La città, come un serpente, inghiotte i suoi abitanti. Gli anziani rimangono soli tra quattro mura di freddo cemento, a volte, lì salutano la vita, senza che nessuno si accorga del loro ultimo respiro. Gli adulti corrono, lavorano, lavorano ed ancora lavorano per pagare i mutui e per comprare ciò che credono di desiderare e di avere bisogno. Garantiscono il futuro ai loro figli, ma anche il funzionamento del mercato. Usano nuovi avanzati strumenti tecnologici, accumulano oggetti e con essi stress, che poi scaricano nelle palestre o durante frettolose cene in famiglia.

Le attività giornaliere diventano sempre più numerose e frenetiche, le preoccupazioni anche… e chi ci rimette? Tutti ma specialmente i bambini, che non hanno diritto di esprimere le proprie opinioni, né di vedere rispettati i propri bisogni, perché solo possono seguire la volontà degli adulti.

Nella nostra società, i bambini sono solo delle piccole creature, il cui parere non conta, eppure sono spesso depositari di grandi saggezze. Deprivati della loro voce, sono troppo spesso trattati come dei bambolotti che vengono inconsapevolmente coinvolti in questa frenesia.

Ma quando sarà rispettato il loro diritto di svolgere una vita sana? Quando asseconderemo il loro naturale ritmo ed il loro bisogno di libero movimento e di pausa? Quando permetteremo loro di vivere il vuoto, per scoprire il pieno e dar vita al nuovo? Quando li priveremo di tutte quelle fitte immagini fornite da computer, televisioni, libri [1], sale cinematografiche che tolgono spazio o, meglio ancora, modellano la loro fantasia? Quando restituiremo loro il tempo di immaginare ed il diritto di sognare ad occhi aperti e di reinventare un mondo a propria misura?

Mi chiedo se non sia giunto il momento di fermarci e di riappropriarci del silenzio, del vuoto e dei ritmi naturali.

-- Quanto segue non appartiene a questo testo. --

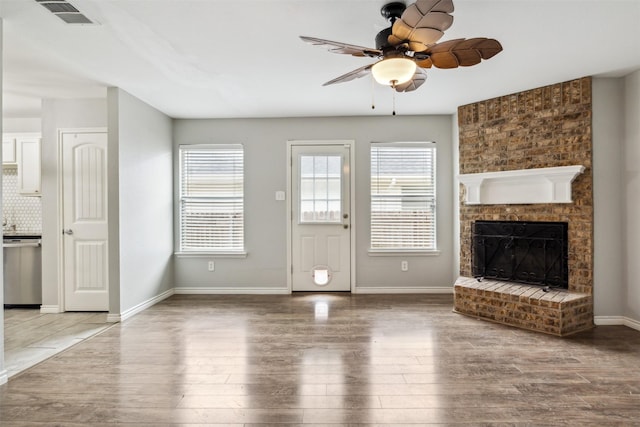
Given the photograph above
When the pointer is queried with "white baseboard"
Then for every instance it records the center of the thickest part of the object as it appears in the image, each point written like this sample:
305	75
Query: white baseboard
617	320
396	290
230	291
50	309
633	324
113	317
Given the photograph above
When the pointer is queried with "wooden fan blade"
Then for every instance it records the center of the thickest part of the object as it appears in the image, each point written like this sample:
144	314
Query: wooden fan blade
416	81
461	52
351	75
422	24
348	49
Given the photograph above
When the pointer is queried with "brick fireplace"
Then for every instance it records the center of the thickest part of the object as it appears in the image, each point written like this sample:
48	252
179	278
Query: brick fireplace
547	127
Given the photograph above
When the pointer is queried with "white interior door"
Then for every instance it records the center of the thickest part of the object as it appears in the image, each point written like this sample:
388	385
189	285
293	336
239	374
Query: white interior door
84	187
321	218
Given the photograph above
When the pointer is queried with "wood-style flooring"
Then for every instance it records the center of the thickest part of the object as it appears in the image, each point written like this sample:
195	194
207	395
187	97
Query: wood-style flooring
31	337
326	360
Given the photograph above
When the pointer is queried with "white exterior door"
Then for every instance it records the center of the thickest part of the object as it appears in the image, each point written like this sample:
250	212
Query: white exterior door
320	218
84	186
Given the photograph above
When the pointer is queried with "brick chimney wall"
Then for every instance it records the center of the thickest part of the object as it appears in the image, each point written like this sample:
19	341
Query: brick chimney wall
544	127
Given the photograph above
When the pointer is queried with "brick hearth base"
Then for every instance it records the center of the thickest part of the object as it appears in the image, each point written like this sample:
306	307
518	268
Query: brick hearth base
556	312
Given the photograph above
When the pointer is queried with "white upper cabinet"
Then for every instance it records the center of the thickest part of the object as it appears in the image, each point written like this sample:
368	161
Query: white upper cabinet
29	161
8	151
22	151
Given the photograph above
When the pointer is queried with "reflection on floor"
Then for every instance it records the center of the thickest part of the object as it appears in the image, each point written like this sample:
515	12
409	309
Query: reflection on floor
328	360
31	337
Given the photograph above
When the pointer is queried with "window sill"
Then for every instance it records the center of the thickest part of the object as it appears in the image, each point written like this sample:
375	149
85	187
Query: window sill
399	252
204	254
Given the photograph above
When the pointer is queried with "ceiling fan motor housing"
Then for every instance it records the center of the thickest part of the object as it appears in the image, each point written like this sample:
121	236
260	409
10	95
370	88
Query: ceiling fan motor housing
390	12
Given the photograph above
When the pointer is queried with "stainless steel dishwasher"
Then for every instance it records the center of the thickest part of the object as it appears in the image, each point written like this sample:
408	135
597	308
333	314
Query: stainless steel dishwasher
22	270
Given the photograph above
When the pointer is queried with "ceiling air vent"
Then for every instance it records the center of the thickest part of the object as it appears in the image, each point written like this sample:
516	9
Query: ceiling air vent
65	11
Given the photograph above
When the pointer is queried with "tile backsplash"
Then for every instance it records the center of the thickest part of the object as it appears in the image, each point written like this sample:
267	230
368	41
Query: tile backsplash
22	211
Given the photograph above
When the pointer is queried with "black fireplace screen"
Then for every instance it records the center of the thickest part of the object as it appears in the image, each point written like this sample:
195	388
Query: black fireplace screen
526	252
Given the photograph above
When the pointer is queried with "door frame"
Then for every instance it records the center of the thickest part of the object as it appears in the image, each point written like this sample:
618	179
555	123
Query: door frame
350	144
60	196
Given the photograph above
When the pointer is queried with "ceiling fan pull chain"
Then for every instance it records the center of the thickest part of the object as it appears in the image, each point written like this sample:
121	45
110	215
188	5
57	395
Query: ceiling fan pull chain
393	86
373	93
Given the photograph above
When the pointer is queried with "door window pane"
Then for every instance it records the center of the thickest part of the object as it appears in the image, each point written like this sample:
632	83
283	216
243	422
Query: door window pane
320	189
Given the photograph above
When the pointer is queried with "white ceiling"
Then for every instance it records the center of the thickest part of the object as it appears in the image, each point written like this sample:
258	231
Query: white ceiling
240	58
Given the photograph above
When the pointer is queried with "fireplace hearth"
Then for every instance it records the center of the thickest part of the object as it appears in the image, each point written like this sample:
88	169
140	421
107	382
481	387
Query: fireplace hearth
534	253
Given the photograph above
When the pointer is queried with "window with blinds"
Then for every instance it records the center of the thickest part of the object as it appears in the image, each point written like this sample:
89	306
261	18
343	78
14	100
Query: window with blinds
212	198
403	197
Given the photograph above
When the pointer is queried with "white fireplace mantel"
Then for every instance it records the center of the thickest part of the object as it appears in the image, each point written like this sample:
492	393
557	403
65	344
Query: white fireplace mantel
524	186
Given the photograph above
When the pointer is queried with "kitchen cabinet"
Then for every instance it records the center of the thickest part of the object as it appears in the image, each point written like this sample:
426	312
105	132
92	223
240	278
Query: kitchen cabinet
29	164
9	151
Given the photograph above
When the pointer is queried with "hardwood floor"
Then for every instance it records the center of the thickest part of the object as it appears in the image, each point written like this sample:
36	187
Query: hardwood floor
328	359
31	337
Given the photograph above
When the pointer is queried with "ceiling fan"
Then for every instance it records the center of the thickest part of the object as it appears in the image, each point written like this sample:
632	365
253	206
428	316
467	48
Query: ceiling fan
409	46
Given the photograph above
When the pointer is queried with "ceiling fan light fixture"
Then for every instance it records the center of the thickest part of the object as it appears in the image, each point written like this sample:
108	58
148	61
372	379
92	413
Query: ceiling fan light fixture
393	71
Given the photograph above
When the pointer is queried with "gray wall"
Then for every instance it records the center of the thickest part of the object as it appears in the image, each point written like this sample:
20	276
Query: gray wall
59	114
140	203
265	173
28	124
608	140
3	372
631	168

Chissà quanto cambierebbero le nostre vite se con i bambini sperimentassimo sempre di più anche lo spazio natura. Quanta salute regaleremmo ai bambini se semplicemente consentissimo loro di esplorare i boschi e i luoghi selvaggi…

La paura degli istinti, del naturale, del selvaggio spesso frena gli educatori e limita la libertà dei bambini di sperimentare; ma se li lasciassimo scoprire i propri istinti naturali, anche quelli più ‘animaleschi’, cosa potrebbe accadere di così spaventoso?

Probabilmente sarebbero di nuovo capaci di sopravvivere anche senza un fornello elettrico e senza un computer e tornerebbero ad apprezzare una vita semplice… forse comincerebbero anche a dare il giusto valore a quanto è concesso loro di scoprire, di vivere e di possedere.

A parer mio, dovremmo ricondurre l’educazione alla scoperta, aiutare a riattivare l’olfatto ed il tatto; dovremmo smettere di pensare ai vestitini sporchi (offrendo la chance dell’abito da ‘guerra’) e ragionar meno su tutte le malattie che si possono prendere all’aperto, per offrire maggiore libertà. Il bambino non deve vivere in un museo, né essere un pezzo da esposizione, deve toccare, sperimentare e sporcarsi di vita… Dovremmo reinsegnare loro a smontare, ricostruire, ricreare, anziché comprare e buttare.

A volte penso che la ‘crisi’ non sia un cattivo male di cui ci si debba al più presto sbarazzare. È probabile che abbiamo di nuovo bisogno di impoverirci (materialmente) per riscoprire l’ascolto di noi stessi, dell’altro e della natura.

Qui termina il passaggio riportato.